The galaxy-galaxy strong lensing cross-sections of simulated LCDM galaxy clusters

TL;DR

This study uses high-resolution hydrodynamical simulations to evaluate galaxy-galaxy strong lensing probabilities in galaxy clusters, finding current models align with observations and do not challenge LCDM cosmology.

Contribution

It demonstrates the importance of simulation resolution and galaxy formation models in accurately predicting GGSL probabilities in LCDM clusters.

Findings

Numerically converged GGSL probabilities require higher resolution simulations.

Different galaxy formation models yield varying substructure densities affecting GGSL.

Observed GGSL rates are consistent with LCDM predictions.

Abstract

We investigate a recent claim that observed galaxy clusters produce an order of magnitude more galaxy-galaxy strong lensing (GGSL) than simulated clusters in a LCDM cosmology. We take galaxy clusters from the C-EAGLE hydrodynamical simulations and calculate the expected amount of GGSL for sources placed behind the clusters at different redshifts.

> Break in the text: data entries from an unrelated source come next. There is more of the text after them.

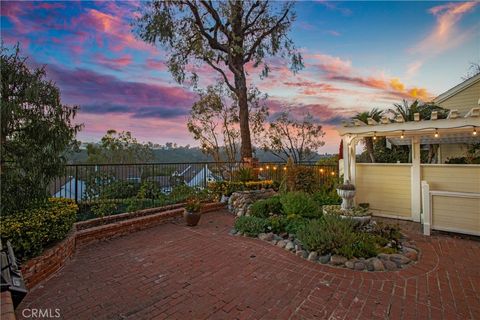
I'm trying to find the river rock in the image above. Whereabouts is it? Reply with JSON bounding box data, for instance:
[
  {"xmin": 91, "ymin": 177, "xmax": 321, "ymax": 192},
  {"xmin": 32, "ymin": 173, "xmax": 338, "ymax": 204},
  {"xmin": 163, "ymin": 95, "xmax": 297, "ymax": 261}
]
[
  {"xmin": 307, "ymin": 251, "xmax": 318, "ymax": 261},
  {"xmin": 318, "ymin": 254, "xmax": 331, "ymax": 264},
  {"xmin": 285, "ymin": 241, "xmax": 295, "ymax": 251},
  {"xmin": 277, "ymin": 240, "xmax": 287, "ymax": 248},
  {"xmin": 258, "ymin": 232, "xmax": 273, "ymax": 241},
  {"xmin": 330, "ymin": 255, "xmax": 347, "ymax": 266}
]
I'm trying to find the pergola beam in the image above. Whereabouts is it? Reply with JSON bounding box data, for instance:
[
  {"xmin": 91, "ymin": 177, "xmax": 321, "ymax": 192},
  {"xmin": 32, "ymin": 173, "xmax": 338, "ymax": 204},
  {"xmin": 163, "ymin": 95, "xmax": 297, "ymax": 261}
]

The probability of a source lensed by one of the most massive C-EAGLE clusters being multiply imaged by an individual cluster member is in good agreement with that inferred for observed clusters. We show that numerically converged results for the GGSL probability require higher resolution simulations than had been used previously. On top of this, different galaxy formation models predict cluster substructures with different central densities, such that the GGSL probabilities in LCDM cannot yet be robustly predicted. Overall, we find that galaxy-galaxy strong lensing within clusters is not currently in tension with the LCDM cosmological model.